Authentication (is the caller who they say they are?) and authorization (are they allowed to do this?) are handled by passing a [JWT](https://jwt.io/) (JSON Web Token) in the `Authorization` header of the request. The token is signed with a secret key using a strong encryption algorithm, and the server verifies the signature to ensure the token is valid and to identify the caller.

<Note>
  See [Find Your URL](/home/find-your-url) for information on finding the correct URL to use for your ShipStream instance.
</Note>

The JWT token is typically obtained by creating a [Custom Global Integration](https://help.shipstream.io/article/15i0ut0c8e-global-integrations#custom_integrations) in the Admin UI. Once the token is obtained, it should be included in the `Authorization` header of every request to the API which requires authentication.

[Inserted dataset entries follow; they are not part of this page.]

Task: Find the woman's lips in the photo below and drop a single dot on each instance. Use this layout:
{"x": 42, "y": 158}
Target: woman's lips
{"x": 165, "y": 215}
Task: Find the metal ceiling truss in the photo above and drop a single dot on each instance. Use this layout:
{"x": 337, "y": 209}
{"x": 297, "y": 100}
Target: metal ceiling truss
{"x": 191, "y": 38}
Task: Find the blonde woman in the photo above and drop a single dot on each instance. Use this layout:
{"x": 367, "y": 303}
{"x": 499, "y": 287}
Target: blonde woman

The `Authorization` header should be formatted as follows:

```http theme={null}
Authorization: Bearer {jwt_token}
```

Where `{jwt_token}` is the actual JWT token string.

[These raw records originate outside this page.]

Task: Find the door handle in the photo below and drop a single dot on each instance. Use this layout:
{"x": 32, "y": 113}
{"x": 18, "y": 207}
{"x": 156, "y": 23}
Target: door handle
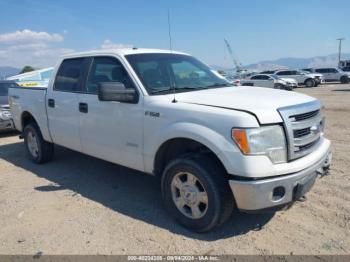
{"x": 51, "y": 102}
{"x": 83, "y": 107}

The server will validate the token and extract the user's identity and permissions from it. If the token is valid, the request will be processed; if not, a "401 Unauthorized" error response will be returned indicating that authentication failed.

<Danger>
  #### Danger, Will Robinson!

  The JWT token should be kept secure and not shared with anyone. Paste it into your system's secure storage and generate a new one if you think it has been compromised or you need additional tokens for other systems.
</Danger>

## Inspecting Tokens

To inspect the contents of a JWT token, you can use online tools such as [jwt.io](https://jwt.io/) or libraries that decode JWTs. The token consists of three parts: header, payload, and signature, separated by dots (`.`). The header and payload are Base64Url encoded JSON objects, while the signature is used to verify the integrity of the token. You can extract the payload to glean useful information such as:

* `aud`: The ShipStream WMS instance base url for which the token is intended.
* `exp`: The expiration time of the token, typically a Unix timestamp.
* `iat`: The issued-at time of the token, also a Unix timestamp.

## Expiration and Renewal

JWTs may have an expiration time to limit their validity period. When a token expires, the user must obtain a new token. The expiration time can be adjusted based on security requirements. Before making a request, you can decode the JWT token to check its expiration time (`exp`) to ensure it is still valid.